# I am blessed with this little pond in my back yard



## richg99 (Feb 21, 2016)

I am blessed with this little pond in my back yard.

This morning, I tied on a floating lizard. Dragged it next to my kayak, which floats in the corner of the pond 24/7. 

BANG...this bruiser came slamming out to inhale it. All of this happened on one cast, and nearly scared me. I was standing about three feet from the bow of the yak.

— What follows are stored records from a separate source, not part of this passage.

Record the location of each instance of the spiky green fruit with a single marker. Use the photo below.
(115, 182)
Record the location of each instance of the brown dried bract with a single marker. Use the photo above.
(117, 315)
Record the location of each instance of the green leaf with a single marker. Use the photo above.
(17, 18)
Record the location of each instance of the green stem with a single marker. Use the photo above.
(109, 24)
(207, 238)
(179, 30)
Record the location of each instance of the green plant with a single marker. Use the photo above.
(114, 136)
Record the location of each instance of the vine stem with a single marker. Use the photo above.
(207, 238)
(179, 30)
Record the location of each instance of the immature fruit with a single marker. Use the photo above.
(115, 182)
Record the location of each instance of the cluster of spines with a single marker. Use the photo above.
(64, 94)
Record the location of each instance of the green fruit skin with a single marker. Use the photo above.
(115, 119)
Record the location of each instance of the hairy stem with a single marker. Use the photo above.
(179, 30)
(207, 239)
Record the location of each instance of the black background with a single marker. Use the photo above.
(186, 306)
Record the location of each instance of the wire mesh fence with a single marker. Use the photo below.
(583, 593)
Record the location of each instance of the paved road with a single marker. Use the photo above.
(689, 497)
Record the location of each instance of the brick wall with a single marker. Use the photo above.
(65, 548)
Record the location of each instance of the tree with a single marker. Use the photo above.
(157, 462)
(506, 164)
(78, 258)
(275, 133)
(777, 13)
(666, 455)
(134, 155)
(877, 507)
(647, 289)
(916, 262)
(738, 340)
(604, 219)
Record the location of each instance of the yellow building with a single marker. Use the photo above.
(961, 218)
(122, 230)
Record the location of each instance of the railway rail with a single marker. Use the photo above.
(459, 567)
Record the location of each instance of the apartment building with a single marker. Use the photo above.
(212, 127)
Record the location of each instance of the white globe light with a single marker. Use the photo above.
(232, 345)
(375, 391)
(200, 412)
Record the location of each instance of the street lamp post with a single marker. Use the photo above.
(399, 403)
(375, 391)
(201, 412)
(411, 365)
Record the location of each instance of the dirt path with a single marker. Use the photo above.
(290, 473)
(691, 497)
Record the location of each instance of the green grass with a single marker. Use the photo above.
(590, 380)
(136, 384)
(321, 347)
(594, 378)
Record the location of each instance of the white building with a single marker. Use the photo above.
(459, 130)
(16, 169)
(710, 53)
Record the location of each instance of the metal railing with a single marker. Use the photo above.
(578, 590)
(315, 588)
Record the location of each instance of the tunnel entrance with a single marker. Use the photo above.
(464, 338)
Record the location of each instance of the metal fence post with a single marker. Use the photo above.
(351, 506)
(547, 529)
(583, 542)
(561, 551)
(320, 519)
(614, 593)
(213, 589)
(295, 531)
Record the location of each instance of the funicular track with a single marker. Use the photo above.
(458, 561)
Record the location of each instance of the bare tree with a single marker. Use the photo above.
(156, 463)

Great way to start a morning. richg99


----------



## Stumpalump (Feb 21, 2016)

Ha ha. Nice job! Reminds me of a rainbow I cought on a tiny pond in S.Colorado. I waked down to a pond and dug up a worm expecting nothing. Biggest rainbow I ever saw in my life scared the living crap out of me as soon as the worm hit. They are so fragile that they die easy but he came in calm and I was able to get the hook out without grabbing him or pulling him out of the water. Funny how well you remember the good ones!


----------



## richg99 (Feb 21, 2016)

Didn't realize the pix wasn't attached.


----------



## Fishfreek (Feb 23, 2016)

Definitely a great way to star the day.


----------



## shamoo (Mar 12, 2016)

Richg, Nice one bud =D>


----------



## LDUBS (Aug 31, 2016)

I read this three times just to make sure I understood -- this is in your back yard!! Well done.


----------



## Jim (Sep 1, 2016)

Nice!


----------